In situations where belongings are being removed from the home of a deceased individual, the belongings should first be cleaned with a general household detergent active against viruses and bacteria.
Personal Protective Equipment (PPE) for environmental decontamination
Occupations should continue to use any PPE required as per local policies (business as usual). If a risk assessment of the setting indicates that a higher level of contamination may be present (for example, where unwell individuals have slept such as a hotel room or boarding school dormitory) or there is visible contamination with body fluids, then the need for additional PPE, such as an apron and gloves, should be considered.
Ensure all waste items that have been in contact with the individual (e.g. used tissues and disposable cleaning cloths) are disposed of securely within disposable bags. When full, the plastic bag should then be placed in a second bin bag and tied. These bags should be stored for 72 hours before being put out for collection. Other general waste can be disposed of as normal.
Wash items in accordance with the manufacturer’s instructions. Use the warmest water setting and dry items completely. Dirty laundry that has been in contact with an unwell person should be laundered separately where possible. Do not shake dirty laundry, as this minimises the possibility of dispersing virus through the air.
Clean and disinfect anything used for transporting laundry with your usual products, in line with the cleaning guidance above.

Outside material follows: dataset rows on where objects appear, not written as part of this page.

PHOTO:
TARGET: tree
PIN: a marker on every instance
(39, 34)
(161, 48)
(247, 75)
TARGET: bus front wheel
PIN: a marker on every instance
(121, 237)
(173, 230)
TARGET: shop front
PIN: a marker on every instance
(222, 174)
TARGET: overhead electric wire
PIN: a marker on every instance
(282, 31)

If you do not have access to a washing machine in your setting, ensure dirty laundry is kept bagged at home for 72 hours before taking to the launderette. After handling dirty laundry ensure hand hygiene is carried out.

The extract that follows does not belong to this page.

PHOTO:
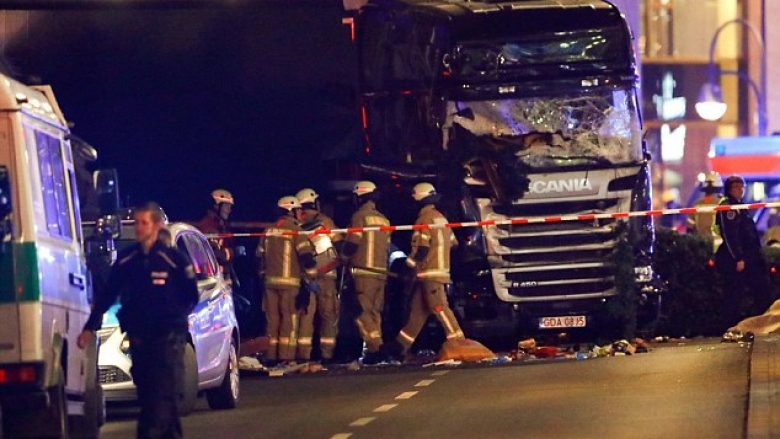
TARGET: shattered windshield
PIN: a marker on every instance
(599, 126)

Deliveries and contractors
As a minimum we expect facility operators to treat all site visitors including contractors, suppliers and those making deliveries, as if they were workers, ensuring they are offered the same protections and are expected to follow the same rules.
Many sites, especially larger sites, may normally have a number of contractors not employed by the facility operator running the site. This presents increased risk of virus transmission if people do not adhere to the same interpretation of rules. To address this risk facility operators should consider limiting site access to those who need to be there for safe operation. Ensure safe working practices and production related activities and implementing a permit to work system for contractors and external visitors who still need to access the site. This would set out requirements for how everyone behaves on a site including entering and leaving the site, clarifying responsibilities for all around maintaining good hygiene and physical distancing.